On ne peut qu’approuver un pareil raisonnement. Madame de Saint-Saulieux inclina la tête en signe d’adhésion, et comme elle aimait son mari, elle fut ravie en songeant qu’elle ne subirait plus ces angoisses mortelles qui, dans le cœur d’une femme, suivent le départ d’un vaisseau et ne finissent qu’au retour.

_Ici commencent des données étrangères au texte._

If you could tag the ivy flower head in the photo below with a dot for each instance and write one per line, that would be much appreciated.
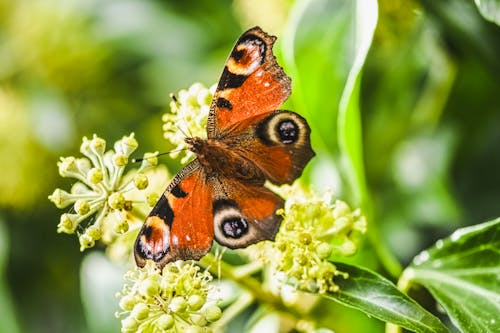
(188, 116)
(175, 299)
(103, 191)
(313, 230)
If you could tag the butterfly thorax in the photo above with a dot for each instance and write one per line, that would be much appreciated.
(217, 158)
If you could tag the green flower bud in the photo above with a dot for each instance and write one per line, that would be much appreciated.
(83, 165)
(324, 250)
(305, 238)
(198, 319)
(140, 311)
(120, 160)
(149, 160)
(80, 188)
(95, 175)
(193, 329)
(152, 199)
(213, 313)
(127, 302)
(178, 304)
(128, 205)
(149, 287)
(97, 145)
(165, 322)
(127, 145)
(116, 201)
(85, 147)
(67, 223)
(94, 232)
(121, 226)
(82, 207)
(141, 181)
(195, 302)
(302, 260)
(86, 242)
(61, 198)
(67, 166)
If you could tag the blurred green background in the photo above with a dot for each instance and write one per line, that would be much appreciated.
(429, 101)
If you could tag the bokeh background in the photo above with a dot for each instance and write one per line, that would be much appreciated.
(429, 101)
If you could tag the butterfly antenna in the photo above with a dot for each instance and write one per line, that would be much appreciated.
(137, 160)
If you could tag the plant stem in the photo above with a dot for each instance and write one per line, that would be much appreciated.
(251, 285)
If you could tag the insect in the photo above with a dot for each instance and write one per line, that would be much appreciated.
(220, 194)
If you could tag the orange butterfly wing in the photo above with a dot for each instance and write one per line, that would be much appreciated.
(277, 143)
(180, 226)
(252, 83)
(244, 214)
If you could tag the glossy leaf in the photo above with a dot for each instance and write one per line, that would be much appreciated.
(378, 297)
(490, 9)
(463, 273)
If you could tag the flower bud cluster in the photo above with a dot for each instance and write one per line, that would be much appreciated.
(188, 116)
(174, 300)
(101, 191)
(313, 230)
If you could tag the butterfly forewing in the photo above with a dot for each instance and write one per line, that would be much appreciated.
(251, 83)
(221, 194)
(180, 226)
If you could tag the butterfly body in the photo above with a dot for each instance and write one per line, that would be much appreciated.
(220, 194)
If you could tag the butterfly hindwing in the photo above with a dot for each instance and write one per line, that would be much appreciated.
(221, 194)
(180, 225)
(244, 214)
(252, 83)
(277, 143)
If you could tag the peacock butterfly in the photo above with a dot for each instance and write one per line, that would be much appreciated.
(221, 193)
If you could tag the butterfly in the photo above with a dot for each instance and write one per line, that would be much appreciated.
(220, 194)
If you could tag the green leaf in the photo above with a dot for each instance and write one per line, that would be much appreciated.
(324, 50)
(490, 9)
(463, 273)
(378, 297)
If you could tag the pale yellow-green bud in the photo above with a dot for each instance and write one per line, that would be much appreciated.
(67, 223)
(121, 226)
(141, 181)
(95, 176)
(152, 198)
(127, 145)
(195, 302)
(198, 319)
(80, 188)
(86, 241)
(305, 238)
(149, 287)
(178, 304)
(61, 198)
(83, 165)
(213, 313)
(116, 201)
(127, 302)
(94, 232)
(97, 145)
(140, 311)
(67, 166)
(149, 160)
(324, 250)
(193, 329)
(165, 321)
(120, 160)
(82, 207)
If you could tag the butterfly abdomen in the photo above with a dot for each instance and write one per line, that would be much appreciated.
(218, 159)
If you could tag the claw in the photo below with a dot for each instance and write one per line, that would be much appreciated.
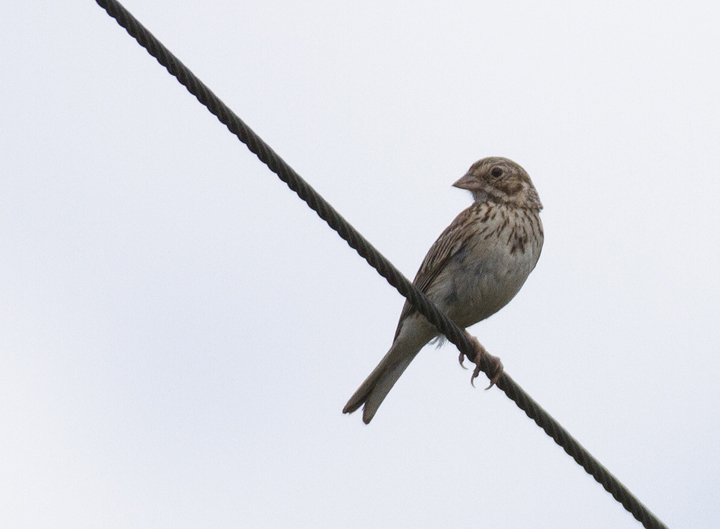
(481, 352)
(461, 359)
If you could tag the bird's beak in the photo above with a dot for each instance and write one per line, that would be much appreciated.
(469, 182)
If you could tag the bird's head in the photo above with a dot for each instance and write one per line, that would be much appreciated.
(498, 179)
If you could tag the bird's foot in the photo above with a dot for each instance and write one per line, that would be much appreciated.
(480, 353)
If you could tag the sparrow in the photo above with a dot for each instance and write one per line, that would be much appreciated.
(476, 266)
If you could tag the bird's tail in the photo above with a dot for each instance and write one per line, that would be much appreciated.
(376, 387)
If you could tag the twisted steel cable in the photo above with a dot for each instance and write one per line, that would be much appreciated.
(384, 267)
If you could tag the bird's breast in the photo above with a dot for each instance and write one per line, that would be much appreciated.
(489, 270)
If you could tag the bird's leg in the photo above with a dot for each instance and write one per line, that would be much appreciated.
(480, 352)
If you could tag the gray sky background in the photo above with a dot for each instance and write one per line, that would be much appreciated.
(179, 333)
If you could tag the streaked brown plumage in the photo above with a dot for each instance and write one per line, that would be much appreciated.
(475, 268)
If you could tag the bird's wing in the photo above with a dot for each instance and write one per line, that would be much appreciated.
(450, 242)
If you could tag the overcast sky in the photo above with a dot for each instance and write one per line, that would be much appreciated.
(179, 332)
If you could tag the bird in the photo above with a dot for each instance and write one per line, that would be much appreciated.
(476, 266)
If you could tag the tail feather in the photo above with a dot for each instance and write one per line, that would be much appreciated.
(376, 387)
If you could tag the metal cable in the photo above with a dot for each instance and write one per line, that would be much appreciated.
(386, 269)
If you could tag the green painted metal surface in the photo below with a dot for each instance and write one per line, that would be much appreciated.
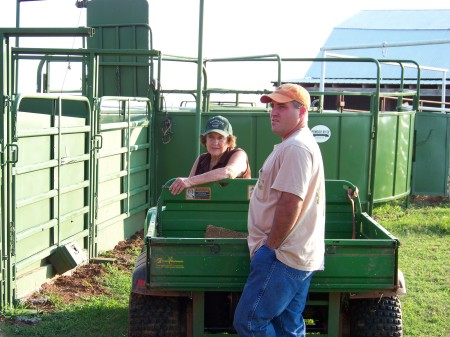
(121, 75)
(123, 168)
(182, 259)
(175, 148)
(50, 180)
(431, 175)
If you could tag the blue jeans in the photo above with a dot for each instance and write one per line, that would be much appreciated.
(273, 299)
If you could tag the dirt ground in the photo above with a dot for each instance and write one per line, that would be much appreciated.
(83, 281)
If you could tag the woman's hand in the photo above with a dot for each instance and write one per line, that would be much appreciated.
(179, 185)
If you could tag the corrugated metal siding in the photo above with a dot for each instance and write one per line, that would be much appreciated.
(370, 28)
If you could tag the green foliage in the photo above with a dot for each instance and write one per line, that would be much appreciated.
(424, 254)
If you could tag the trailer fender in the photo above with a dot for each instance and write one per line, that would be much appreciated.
(138, 281)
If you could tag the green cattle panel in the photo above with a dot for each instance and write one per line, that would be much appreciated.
(432, 145)
(50, 180)
(123, 168)
(346, 150)
(393, 155)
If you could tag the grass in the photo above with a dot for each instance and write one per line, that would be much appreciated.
(424, 260)
(424, 255)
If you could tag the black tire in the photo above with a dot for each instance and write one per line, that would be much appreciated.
(153, 316)
(376, 317)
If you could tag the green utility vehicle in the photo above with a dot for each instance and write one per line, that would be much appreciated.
(188, 279)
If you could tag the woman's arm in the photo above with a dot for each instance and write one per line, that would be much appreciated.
(237, 164)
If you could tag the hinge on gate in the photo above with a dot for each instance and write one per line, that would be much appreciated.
(12, 238)
(7, 100)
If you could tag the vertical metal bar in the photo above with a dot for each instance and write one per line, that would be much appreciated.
(375, 107)
(198, 313)
(334, 304)
(198, 115)
(128, 161)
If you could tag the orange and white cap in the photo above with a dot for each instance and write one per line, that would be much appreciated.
(288, 92)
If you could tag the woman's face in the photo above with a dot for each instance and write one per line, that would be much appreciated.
(216, 144)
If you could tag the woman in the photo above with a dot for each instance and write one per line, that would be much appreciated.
(222, 159)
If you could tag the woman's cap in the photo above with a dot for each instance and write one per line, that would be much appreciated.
(288, 92)
(220, 125)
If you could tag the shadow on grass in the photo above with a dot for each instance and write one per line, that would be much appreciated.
(87, 320)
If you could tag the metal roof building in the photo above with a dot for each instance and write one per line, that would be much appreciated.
(419, 35)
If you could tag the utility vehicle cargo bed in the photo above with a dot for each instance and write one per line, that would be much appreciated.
(182, 259)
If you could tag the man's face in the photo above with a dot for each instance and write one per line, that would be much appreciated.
(284, 117)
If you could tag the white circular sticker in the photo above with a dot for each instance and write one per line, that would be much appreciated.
(321, 133)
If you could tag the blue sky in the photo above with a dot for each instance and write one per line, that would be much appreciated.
(289, 28)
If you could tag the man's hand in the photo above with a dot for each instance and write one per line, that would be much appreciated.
(179, 185)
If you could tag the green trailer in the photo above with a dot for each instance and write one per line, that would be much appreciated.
(188, 279)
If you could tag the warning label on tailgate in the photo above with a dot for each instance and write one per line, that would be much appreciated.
(198, 193)
(169, 263)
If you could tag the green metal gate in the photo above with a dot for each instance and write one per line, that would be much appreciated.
(123, 169)
(49, 182)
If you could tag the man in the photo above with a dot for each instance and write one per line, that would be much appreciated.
(286, 223)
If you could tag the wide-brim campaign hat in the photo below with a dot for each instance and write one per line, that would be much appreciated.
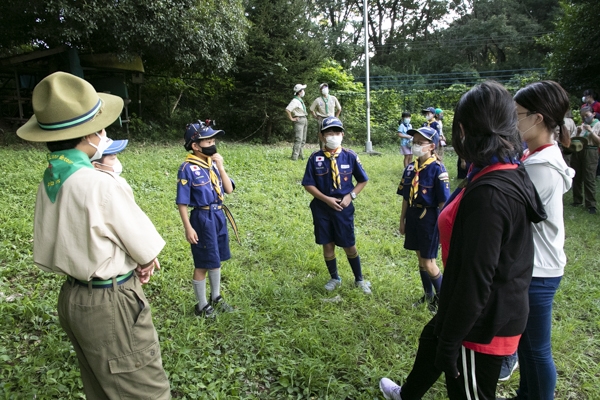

M. de Saint-Saulieux vint s’établir avec sa femme à Paris, et acheta, pour sa résidence, une petite maison enclavée dans un grand jardin, au boulevard du Temple, du côté du pavillon Beaumarchais. Un marin, après avoir renoncé aux voyages, ne saurait se plaire au milieu du fracas d’une capitale ; ce qu’il aime, c’est un réduit tranquille, le calme de la retraite, l’ombre des arbres, le charme des fleurs. M. de Saint-Saulieux, ainsi établi sur les limites du tumulte parisien, dans un jardin délicieux, avec une femme jeune et belle, ressemblait à un homme heureux ; et à coup sûr il eût été ce qu’il avait l’air d’être, sans ce maudit souvenir de la perle oubliée qui le poursuivait toujours ; car dès que sa femme donnait à sa figure une expression de rêverie, — Elle songe à la perle ! elle y songe ! disait-il, et cette idée troublait son bonheur.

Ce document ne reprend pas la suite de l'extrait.